Code du travail an II.

Plus rien à voir avec son but premier de « protection des salariés » c’est maintenant le code du bon vouloir patronal qui régné. Demain ce sera la schlague et la carotte qui rythmeront le temps de travail. MC

PSA donne à la France entière une leçon d’utilisation des ordonnances modifiant le droit du travail.

[…] … le constructeur automobile montre la réalité de l’objectif visé par les ordonnances : il s’agit moins de créer des emplois en rassurant l’employeur que d’abaisser le coût du travail par une atteinte directe au salaire.

Le constructeur automobile l’a démontré de la plus belle des manières en proposant aux salariés de son site de Vesoul de travailler 2 h 45 de plus par semaine, soit 7,86 % de plus, pour une rémunération supérieure de 2,8 %. Les 3 000 salariés verront donc purement et simplement leur salaire horaire se réduire et travailleront en réalité 1 h 47 minutes gratuitement chaque semaine.

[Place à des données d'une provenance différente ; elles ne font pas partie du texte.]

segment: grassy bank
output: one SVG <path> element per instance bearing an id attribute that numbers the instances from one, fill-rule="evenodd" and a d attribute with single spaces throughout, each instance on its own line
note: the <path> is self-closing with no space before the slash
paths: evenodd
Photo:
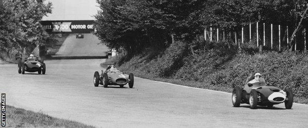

Globalement, cela représente un recul de 4,7 % de la rémunération horaire du salarié par rapport à son salaire horaire actuel. Mais il faut se souvenir qu’une heure supplémentaire qui dépasse les 35 heures est facturée 10 % de plus. En théorie donc, une augmentation du temps de travail de 7,86 % conduit à une augmentation de la rémunération de 8,65 %. Chez PSA Vesoul, ce sera donc trois fois moins. Ce dispositif est permis par la réforme du code du travail mise en place par le gouvernement : non seulement elle permet de sortir des 35 heures, ce qui est possible depuis toujours et facilité depuis longtemps, mais elle permet surtout de payer l’heure supplémentaire moins cher que l’heure « normale ».

C’est une formidable machine à réduire le coût salarial horaire. Évidemment, ce procédé est renforcé par les autres dispositifs de la nouvelle loi sur le travail. La facilité accrue à licencier rend la menace de la perte d’emplois plus palpable et, de fait, le dispositif plus acceptable pour des salariés qui, entre une augmentation du salaire net mensuel et la perte de leurs emplois, auront vite fait le choix. Et comme, désormais, l’opposition syndicale peut être contournée par un référendum d’entreprise dont la campagne électorale n’exclut pas les menaces, l’imposition de cette baisse du salaire horaire est d’une grande facilité.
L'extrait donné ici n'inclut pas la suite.